Chief strategy officer Jose Aguilar told Yahoo Finance that Hoy is “targeting populations that Pharma is not targeting,” he said.

“When you hear about [ideas like Haven], it’s all for employed populations. Nobody is talking about those who don’t have insurance and don’t have premiums,” he added.

Hoy Health is on the ground floor searching for customers, in places like unions, trade groups, hospitals and clinics — and advertising to them directly or through social media.

But in order to attract customers, the company needed to employ a grassroots-level strategy and create a strong tracking model.
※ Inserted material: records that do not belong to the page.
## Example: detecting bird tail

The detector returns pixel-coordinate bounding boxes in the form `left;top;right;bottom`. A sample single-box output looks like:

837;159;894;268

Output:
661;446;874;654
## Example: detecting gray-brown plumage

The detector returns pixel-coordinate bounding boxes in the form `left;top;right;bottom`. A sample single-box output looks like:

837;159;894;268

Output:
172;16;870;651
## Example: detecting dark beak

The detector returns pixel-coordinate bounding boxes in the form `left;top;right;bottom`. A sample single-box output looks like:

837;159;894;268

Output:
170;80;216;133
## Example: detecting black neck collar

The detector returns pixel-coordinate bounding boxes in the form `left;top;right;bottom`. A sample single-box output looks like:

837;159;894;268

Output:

That’s how it came around to delivering medication to remote areas — within 36 hours of filling a prescription, according to Anglada.

‘Next steps up the evolutionary ladder’

Anglada said Hoy’s big idea was to create a multicultural, multilingual, HIPAA-compliant and high tech strategy.

And it did just that, by creating a platform that shows the cost of a drug at nearby pharmacies, with negotiated prices through Hoy that range from $10-$40, and allows for digitally-tracked vouchers to be bought for patients in other countries.

In addition, clients get educational services, a starter kit for some of the most common chronic diseases, and testing kits and monitoring devices that cost $89. That price is much lower than prevailing insurance costs.

And to keep track of it all, the company created its own electronic health record.

“We standardized everything in the electronic medial record,” Anglada said.“We did that on purpose because the challenge in health care, today, is (health providers and pharmacies), none of them talk. With our system, we connected everybody.”

In addition, the data now belongs to the patient, first, who then chooses whom to share it with, including health care providers, extended family and caregivers, Anglada said.

The company is bullish about the future of the remittance market, which they say will help fuel their growth into other regions, like Asia. China, India and the Philippines also their list of target markets, based on the remittance numbers of those citizens living abroad.

With the prevalence of smartphones in remote areas, which makes it easier to connect by video around the world, Hoy Health’s executives believe telemedicine has a strong growth trajectory.

“What we’re offering is the next two steps up on the evolutionary ladder for these countries,” Anglada said.